Introduction: In just a few weeks now, I’ll be a grandfather. I look forward to it in a way I struggle to articulate. There’s something profoundly humbling about it. You realize that life goes on quite readily without you, that another generation goes away and another generation comes, and a new set of eyes will gaze into my eyes as Papa, and in turn I’ll gaze into her eyes as Lennon, and I’ll wear another hat as a grandfather, and do all I can to love her as I did her mother.
That’s what Solomon wrote about too in one of his most moving passages:
A generation goes, and a generation comes,
but the earth remains forever.
The sun rises, and the sun goes down,
and hastens to the place where it rises (Ecclesiastes 1:4-5).
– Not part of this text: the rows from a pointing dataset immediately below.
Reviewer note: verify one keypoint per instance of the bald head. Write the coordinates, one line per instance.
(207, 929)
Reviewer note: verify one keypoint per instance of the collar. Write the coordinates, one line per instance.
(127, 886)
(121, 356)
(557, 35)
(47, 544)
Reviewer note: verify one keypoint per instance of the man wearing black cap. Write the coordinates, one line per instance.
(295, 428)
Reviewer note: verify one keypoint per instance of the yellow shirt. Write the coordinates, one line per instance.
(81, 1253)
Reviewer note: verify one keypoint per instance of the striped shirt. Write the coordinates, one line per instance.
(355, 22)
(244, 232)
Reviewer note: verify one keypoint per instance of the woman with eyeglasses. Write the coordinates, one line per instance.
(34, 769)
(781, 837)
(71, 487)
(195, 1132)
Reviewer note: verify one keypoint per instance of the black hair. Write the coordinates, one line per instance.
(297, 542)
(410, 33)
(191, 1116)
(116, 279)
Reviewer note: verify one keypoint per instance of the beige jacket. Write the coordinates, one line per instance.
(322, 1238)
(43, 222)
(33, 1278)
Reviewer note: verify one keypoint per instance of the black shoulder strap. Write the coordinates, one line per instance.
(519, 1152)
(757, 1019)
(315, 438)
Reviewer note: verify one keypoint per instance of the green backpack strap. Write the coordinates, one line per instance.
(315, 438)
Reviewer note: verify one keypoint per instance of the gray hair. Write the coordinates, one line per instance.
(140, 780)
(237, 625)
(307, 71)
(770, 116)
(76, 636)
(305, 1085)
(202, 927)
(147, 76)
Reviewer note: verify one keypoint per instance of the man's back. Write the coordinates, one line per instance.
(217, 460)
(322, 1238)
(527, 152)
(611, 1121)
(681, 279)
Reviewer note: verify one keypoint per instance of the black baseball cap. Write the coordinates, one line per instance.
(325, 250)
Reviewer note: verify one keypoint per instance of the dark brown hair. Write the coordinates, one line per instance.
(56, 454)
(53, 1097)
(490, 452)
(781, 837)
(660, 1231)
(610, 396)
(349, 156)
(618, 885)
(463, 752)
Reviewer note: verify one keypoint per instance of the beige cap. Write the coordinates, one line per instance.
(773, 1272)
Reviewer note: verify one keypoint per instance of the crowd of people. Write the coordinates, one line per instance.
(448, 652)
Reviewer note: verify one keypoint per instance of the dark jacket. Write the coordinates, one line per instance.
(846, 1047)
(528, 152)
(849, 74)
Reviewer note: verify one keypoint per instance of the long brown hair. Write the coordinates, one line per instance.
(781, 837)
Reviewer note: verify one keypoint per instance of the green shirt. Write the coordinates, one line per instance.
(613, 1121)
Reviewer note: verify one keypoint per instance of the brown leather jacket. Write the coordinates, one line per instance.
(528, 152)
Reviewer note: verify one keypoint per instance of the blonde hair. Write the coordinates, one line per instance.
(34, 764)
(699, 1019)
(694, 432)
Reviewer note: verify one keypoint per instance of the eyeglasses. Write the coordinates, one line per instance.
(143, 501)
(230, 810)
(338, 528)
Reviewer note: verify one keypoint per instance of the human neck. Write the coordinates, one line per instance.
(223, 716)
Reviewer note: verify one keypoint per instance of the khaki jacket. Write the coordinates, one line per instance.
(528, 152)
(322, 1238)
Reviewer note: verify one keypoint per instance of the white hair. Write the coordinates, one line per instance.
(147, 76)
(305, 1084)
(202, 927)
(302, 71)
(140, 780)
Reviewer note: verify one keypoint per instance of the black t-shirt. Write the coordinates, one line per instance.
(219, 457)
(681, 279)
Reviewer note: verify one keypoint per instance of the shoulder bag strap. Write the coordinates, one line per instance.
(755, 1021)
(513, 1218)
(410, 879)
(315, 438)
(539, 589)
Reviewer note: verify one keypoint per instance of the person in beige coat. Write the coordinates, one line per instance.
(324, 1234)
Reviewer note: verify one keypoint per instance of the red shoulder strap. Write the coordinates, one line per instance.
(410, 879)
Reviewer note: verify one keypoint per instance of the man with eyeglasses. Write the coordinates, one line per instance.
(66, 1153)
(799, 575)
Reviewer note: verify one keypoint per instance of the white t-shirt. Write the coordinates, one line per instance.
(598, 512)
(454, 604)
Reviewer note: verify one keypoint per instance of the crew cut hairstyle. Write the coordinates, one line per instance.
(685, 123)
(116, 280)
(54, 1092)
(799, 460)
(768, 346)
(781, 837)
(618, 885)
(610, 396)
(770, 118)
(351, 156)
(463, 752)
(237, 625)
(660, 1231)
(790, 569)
Spiritual Infancy vs. Spiritual Maturity: Towards the end of Paul’s first letter to the church in Corinth, he uses the analogy of infancy to maturity to illustrate God’s command for Christians to be people of depth and discernment:
“Brothers, do not be children in your thinking. Be infants in evil, but in your thinking be mature” (1 Corinthians 14:20).
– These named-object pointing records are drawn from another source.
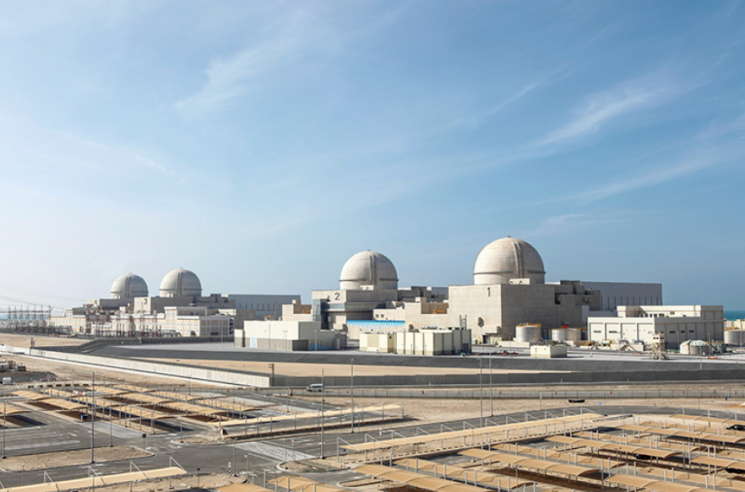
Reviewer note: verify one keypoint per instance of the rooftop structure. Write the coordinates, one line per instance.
(506, 259)
(180, 283)
(129, 286)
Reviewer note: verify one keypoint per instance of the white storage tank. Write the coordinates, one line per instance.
(734, 337)
(528, 333)
(695, 347)
(566, 334)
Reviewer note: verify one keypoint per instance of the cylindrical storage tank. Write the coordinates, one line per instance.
(734, 337)
(528, 333)
(560, 334)
(576, 334)
(566, 334)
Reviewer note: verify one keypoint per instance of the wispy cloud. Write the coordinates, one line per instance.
(230, 77)
(561, 225)
(604, 107)
(716, 146)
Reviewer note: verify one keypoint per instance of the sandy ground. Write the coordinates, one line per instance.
(433, 411)
(70, 458)
(294, 369)
(205, 481)
(78, 373)
(39, 340)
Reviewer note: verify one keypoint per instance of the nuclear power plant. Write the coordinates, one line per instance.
(509, 303)
(179, 310)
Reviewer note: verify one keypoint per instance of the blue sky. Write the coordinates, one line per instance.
(260, 144)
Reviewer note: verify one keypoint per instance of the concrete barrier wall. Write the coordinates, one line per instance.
(165, 369)
(245, 378)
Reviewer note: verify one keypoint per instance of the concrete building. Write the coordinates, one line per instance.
(614, 294)
(288, 335)
(179, 310)
(676, 324)
(508, 289)
(423, 342)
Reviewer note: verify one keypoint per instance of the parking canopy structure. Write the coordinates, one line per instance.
(517, 429)
(573, 442)
(454, 472)
(655, 485)
(303, 484)
(243, 487)
(515, 460)
(413, 479)
(683, 434)
(723, 463)
(708, 420)
(98, 480)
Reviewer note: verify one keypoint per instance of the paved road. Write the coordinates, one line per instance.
(261, 457)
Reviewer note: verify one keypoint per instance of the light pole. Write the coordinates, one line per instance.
(93, 415)
(351, 392)
(491, 392)
(4, 413)
(481, 391)
(323, 391)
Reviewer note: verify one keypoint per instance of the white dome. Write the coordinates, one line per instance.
(180, 283)
(505, 259)
(368, 270)
(128, 286)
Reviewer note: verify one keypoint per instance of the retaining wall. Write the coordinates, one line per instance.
(242, 378)
(246, 378)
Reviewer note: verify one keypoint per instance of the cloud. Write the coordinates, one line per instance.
(603, 107)
(559, 225)
(230, 78)
(718, 145)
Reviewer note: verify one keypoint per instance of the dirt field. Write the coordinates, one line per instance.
(39, 340)
(206, 481)
(70, 458)
(79, 372)
(293, 369)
How clear is that? Crystal. Spiritual infancy vs. spiritual maturity.
We are not to be childish thinkers. We’re to think deeply. We’re to cultivate the life of the mind in order that we may discern the times and know what to do, and then do it.
That’s why the men of Isacchar were lauded, remember? “Of Issachar, men who had understanding of the times, to know what Israel ought to do” (1 Chronicles 12:32).
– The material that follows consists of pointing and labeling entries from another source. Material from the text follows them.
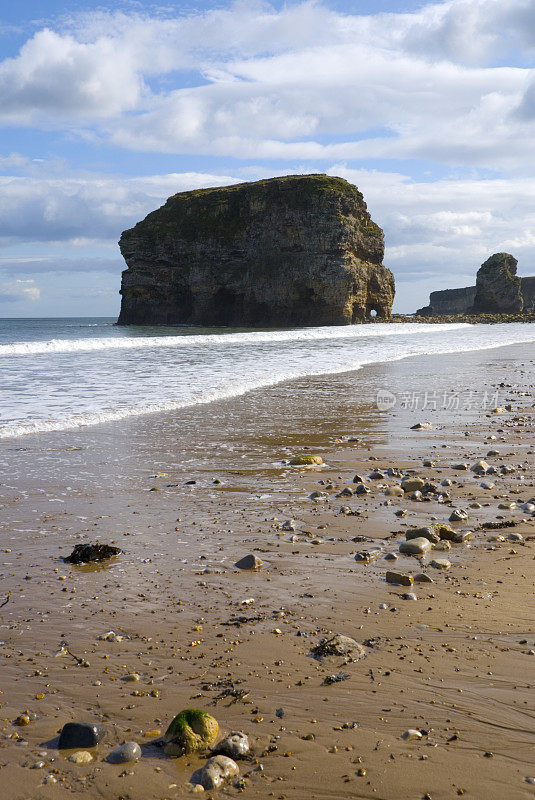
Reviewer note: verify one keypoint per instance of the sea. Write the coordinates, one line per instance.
(68, 373)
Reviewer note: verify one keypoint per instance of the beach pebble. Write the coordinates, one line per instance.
(423, 578)
(289, 525)
(411, 734)
(85, 553)
(338, 645)
(461, 537)
(376, 475)
(217, 771)
(440, 563)
(515, 537)
(129, 751)
(235, 745)
(306, 459)
(444, 544)
(399, 578)
(480, 467)
(429, 533)
(249, 562)
(412, 484)
(80, 734)
(81, 757)
(415, 547)
(367, 556)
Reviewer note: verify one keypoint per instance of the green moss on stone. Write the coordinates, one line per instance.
(191, 731)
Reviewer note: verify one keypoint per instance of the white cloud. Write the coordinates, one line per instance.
(82, 210)
(279, 84)
(15, 291)
(436, 232)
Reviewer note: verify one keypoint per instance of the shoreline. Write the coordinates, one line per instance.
(164, 605)
(14, 430)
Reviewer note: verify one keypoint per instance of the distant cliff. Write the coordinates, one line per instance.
(498, 290)
(297, 250)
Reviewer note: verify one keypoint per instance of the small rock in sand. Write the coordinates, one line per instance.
(80, 734)
(399, 578)
(81, 757)
(423, 578)
(440, 563)
(289, 525)
(412, 484)
(338, 645)
(411, 734)
(129, 751)
(305, 460)
(85, 553)
(235, 745)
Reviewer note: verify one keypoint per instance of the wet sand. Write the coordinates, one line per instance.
(458, 663)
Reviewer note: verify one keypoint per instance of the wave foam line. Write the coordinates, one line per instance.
(227, 393)
(194, 340)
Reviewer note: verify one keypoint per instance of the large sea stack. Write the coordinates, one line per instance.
(297, 250)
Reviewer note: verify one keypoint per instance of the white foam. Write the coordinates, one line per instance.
(231, 385)
(341, 332)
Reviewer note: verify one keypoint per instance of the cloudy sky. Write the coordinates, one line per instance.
(106, 110)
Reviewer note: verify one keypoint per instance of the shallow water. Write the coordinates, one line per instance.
(64, 374)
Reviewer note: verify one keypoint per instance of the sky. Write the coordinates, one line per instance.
(108, 109)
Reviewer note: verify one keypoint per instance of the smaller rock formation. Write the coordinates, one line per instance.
(498, 288)
(449, 301)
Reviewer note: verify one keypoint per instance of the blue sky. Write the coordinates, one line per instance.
(106, 110)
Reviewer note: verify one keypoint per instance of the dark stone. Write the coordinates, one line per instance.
(81, 734)
(296, 250)
(84, 553)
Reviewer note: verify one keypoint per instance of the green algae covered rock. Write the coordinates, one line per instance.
(306, 459)
(190, 732)
(295, 250)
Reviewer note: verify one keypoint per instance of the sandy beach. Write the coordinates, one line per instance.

Yet in many places, it’s spiritual TED Talks with Jesus-y sprinkles. No depth, just talk, talk, talk. It’s blather. And now with AI, it’s often computer-generated prattle.
How much more important is it, therefore, that Christians not be children in our thinking.
We’re to be mature in our thinking, to discern, to practice wisdom.
As Spurgeon wrote, “Discernment is not simply a matter of telling the difference between what is right and wrong; rather it is the difference between right and almost right.”